電車内の靄は急激に濃度を増して私を包み込みました。
目の前は真っ白になって、自分の立ち位置を見失った私は、平衡感覚までも失って倒れました。
バタンッと大きな音が聞こえました。
それは、私が床に倒れた音です。
意識が遠のいてゆく中で、誰かの気配を感じました。
靄に包まれて姿はよく見えません。
少し大きな温かい手が、私の身体に触れました。
「大丈夫?」
優しい声……その記憶はあっても、声自体は覚えていません。
浮遊感を感じて、私は移動していました。
誰かが私の身体を持ち上げて抱きかかかえているのは解りましたが、やはり靄が濃くて腕の辺りが僅かに見えるだけでした。
私は自分が目を開けているのか瞑っているのか解りません。
さっき意識が遠のいたのだから、気絶しているのでしょうか……
それとも、とっくに目が覚めて、抱きかかかえる誰かを見つめているのでしょうか。
自分の身体の陰になって見えないはずの、誰かの腕時計が見えました。
男物の時計を右手首にかけているのが見えて、私を抱える誰かは男の人なのだと解りました。
どうして、最初の声で気付かなかったのでしょう……
事務室のような、スチール用品を沢山置いた独特の匂いを感じて目を静かに開けると、人の気配が数人感じられました。
でも、そこが何処なのか私には解りません。
少しだけ視線を動かすと、彼の身体が胸から下だけ見えました。
靄は晴れているのに、なぜかソフトフィルターでもかけたように霞んで、彼の右手の時計だけがハッキリと見えました。
何故か、周りの景色は灰色で、何も見えません。
彼の話し声が聞こえました。
確かに私を抱き上げた彼の声だと判るのに、その声の記憶がありません。
再び目を閉じた私は、カーテン越しに陽の光を感じて夢から目覚めるのです。
私には北原省吾という彼がいます。
彼と初めてのキスをした夜、私は再び夢を見ました。
灰色の空の下で、誰かがショウくんを追いかけていました。
背景もショウくんも白黒なのに、彼を追いかける誰かの髪の毛だけはダージリンティーのような綺麗な色を靡かせていました。
女性だと言う事がわかります。
ショウくんは歩いているだけなのに、走っている彼女は彼に追いつく事はできません。
灰色の景色には、木が生い茂っていました。
よく見ると、足元はドライアイスを敷いたように煙ってよくみえません。
それに、ショウくんを追いかける彼女の顔が何故か見えないのです。
ショウくんの顔は見えて、彼女の顔もこちらを向いているのに、目鼻がみえません。
本当にこんな人がいたら怖いはずなのに、私は平然と彼女を見つめていました。
「ショウ!」
彼女はショウくんをそう呼びました。
親しい誰かなのでしょうか。どうしてショウくんを追いかけるのか、その時の私には解りませんでした。

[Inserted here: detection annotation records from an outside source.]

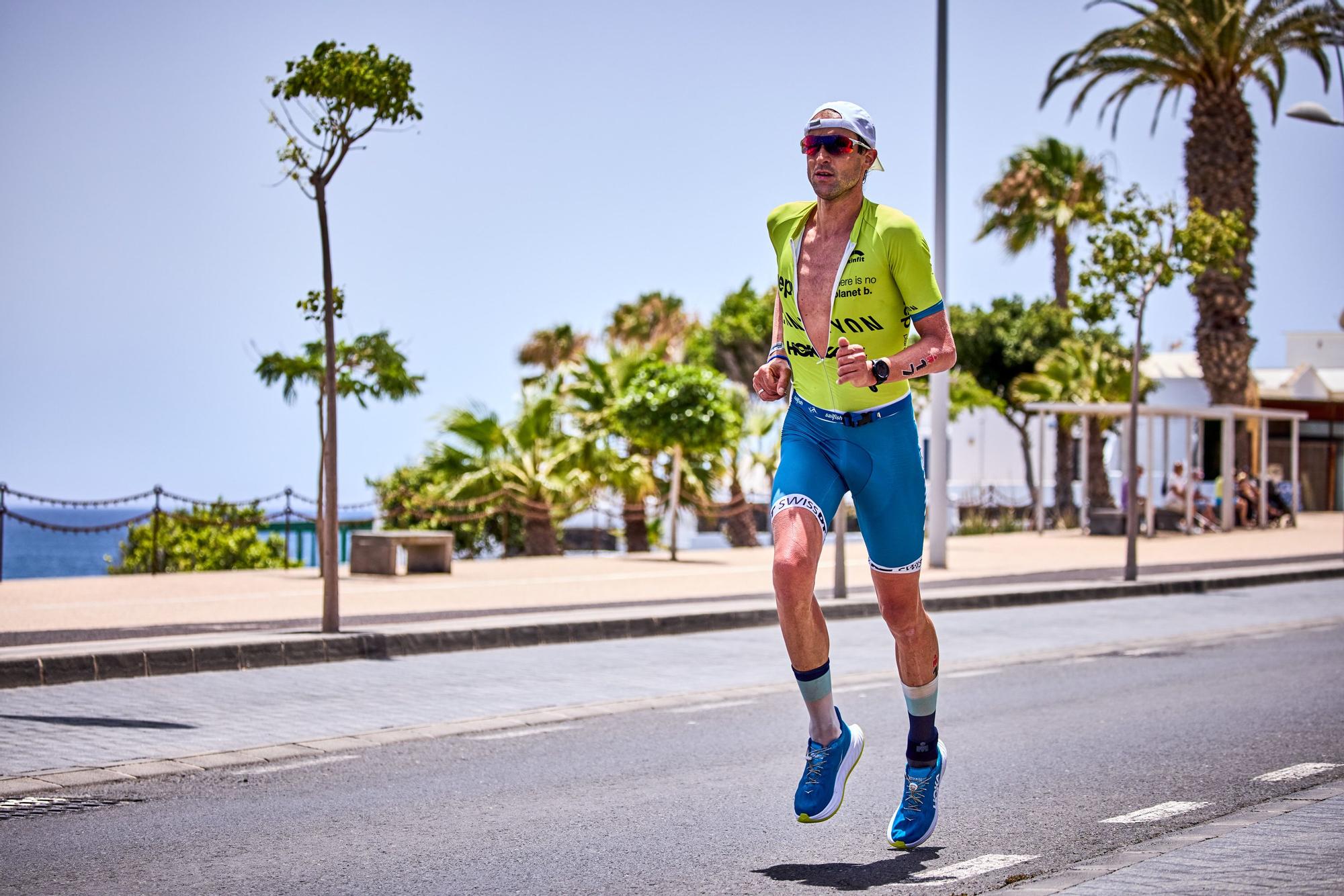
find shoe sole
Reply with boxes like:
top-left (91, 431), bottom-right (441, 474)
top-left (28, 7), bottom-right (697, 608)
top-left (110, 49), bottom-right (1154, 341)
top-left (798, 725), bottom-right (863, 825)
top-left (887, 740), bottom-right (948, 849)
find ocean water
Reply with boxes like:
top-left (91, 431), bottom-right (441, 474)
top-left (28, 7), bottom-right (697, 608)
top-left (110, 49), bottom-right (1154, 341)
top-left (0, 501), bottom-right (325, 579)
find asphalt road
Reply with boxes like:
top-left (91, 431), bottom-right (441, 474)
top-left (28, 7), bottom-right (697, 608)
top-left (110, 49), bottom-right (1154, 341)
top-left (0, 583), bottom-right (1344, 893)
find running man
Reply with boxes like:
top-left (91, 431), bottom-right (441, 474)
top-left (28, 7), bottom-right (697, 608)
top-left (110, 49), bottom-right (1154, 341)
top-left (753, 102), bottom-right (957, 849)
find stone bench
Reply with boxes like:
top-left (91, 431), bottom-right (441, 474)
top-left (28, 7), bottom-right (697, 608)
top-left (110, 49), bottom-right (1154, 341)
top-left (349, 529), bottom-right (453, 575)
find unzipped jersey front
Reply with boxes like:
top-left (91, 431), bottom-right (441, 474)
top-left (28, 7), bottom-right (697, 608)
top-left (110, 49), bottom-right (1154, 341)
top-left (766, 199), bottom-right (942, 411)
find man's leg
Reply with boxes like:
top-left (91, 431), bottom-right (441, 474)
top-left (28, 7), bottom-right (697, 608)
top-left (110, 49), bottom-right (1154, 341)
top-left (872, 570), bottom-right (938, 767)
top-left (774, 508), bottom-right (840, 744)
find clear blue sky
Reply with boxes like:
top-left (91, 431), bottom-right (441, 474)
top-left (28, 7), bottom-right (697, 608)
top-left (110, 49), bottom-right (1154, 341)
top-left (0, 0), bottom-right (1344, 501)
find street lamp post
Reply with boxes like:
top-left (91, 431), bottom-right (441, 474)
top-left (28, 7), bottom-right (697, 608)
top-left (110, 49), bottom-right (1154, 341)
top-left (925, 0), bottom-right (952, 570)
top-left (1284, 44), bottom-right (1344, 562)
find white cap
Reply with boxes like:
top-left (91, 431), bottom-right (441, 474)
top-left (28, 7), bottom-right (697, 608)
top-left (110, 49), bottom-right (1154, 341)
top-left (802, 101), bottom-right (884, 171)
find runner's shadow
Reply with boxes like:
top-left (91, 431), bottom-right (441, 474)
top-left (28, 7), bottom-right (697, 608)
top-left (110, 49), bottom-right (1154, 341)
top-left (753, 846), bottom-right (942, 889)
top-left (0, 713), bottom-right (196, 728)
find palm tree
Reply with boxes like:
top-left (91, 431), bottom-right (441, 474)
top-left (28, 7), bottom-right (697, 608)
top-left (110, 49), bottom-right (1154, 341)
top-left (1040, 0), bottom-right (1344, 422)
top-left (1011, 332), bottom-right (1152, 508)
top-left (517, 324), bottom-right (591, 373)
top-left (976, 137), bottom-right (1106, 517)
top-left (562, 352), bottom-right (659, 553)
top-left (426, 390), bottom-right (591, 556)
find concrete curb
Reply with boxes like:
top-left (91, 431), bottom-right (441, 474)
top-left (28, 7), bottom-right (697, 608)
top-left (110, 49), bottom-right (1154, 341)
top-left (0, 564), bottom-right (1344, 688)
top-left (0, 617), bottom-right (1344, 801)
top-left (1007, 780), bottom-right (1344, 896)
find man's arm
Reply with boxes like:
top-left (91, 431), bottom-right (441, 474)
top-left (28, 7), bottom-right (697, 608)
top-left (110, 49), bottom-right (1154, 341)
top-left (836, 312), bottom-right (957, 387)
top-left (751, 292), bottom-right (793, 402)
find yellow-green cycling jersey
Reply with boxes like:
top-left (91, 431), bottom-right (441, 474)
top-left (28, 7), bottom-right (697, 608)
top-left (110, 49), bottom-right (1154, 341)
top-left (767, 199), bottom-right (942, 411)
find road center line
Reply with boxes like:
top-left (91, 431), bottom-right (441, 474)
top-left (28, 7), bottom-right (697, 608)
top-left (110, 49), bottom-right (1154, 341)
top-left (233, 754), bottom-right (359, 775)
top-left (1101, 801), bottom-right (1208, 825)
top-left (1251, 762), bottom-right (1340, 783)
top-left (664, 700), bottom-right (755, 712)
top-left (910, 853), bottom-right (1036, 887)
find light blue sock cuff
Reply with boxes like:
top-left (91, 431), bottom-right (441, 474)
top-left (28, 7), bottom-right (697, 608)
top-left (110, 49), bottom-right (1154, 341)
top-left (793, 660), bottom-right (831, 703)
top-left (900, 676), bottom-right (938, 716)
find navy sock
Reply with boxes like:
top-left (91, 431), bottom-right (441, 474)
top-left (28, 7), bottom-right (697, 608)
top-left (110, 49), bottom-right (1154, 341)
top-left (900, 670), bottom-right (938, 768)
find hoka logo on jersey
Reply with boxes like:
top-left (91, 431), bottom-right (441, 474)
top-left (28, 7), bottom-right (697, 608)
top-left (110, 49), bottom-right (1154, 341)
top-left (831, 317), bottom-right (887, 333)
top-left (785, 343), bottom-right (839, 357)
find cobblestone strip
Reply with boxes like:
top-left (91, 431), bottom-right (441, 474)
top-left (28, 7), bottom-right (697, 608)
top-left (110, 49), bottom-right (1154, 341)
top-left (1007, 780), bottom-right (1344, 896)
top-left (0, 564), bottom-right (1344, 688)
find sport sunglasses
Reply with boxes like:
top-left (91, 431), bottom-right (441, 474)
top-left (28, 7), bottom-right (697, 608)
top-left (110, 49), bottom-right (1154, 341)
top-left (802, 134), bottom-right (871, 156)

ショウくんはちょっとだけ後ろを振り向いて、再び歩き出します。
私が一番気になったのは、彼女はショウくんに追いつけないかわりに、決して離れない事でした。
一生懸命追いかける彼女とショウくんの距離は一定でした。
紅茶色の綺麗な長い髪が、頬に纏わり着きながら後にはためいていました。
その時ショウくんは私に気づいて
「よう、元気なのか?」
そう言いました。
後にいた彼女の姿は、消えていました。
白黒の木が生い茂る灰色の木洩れ日の中で、私がショウくんと手を繋いだ時、目覚ましの音が聞こえました。
私は時々夢を見ます。
鮮明ではないけれど、朧気でもない……そして、夢の中の誰かとは、後に必ず出会うのです。
死の淵をさ迷う自分には、それまで見えなかったものが見えるのです。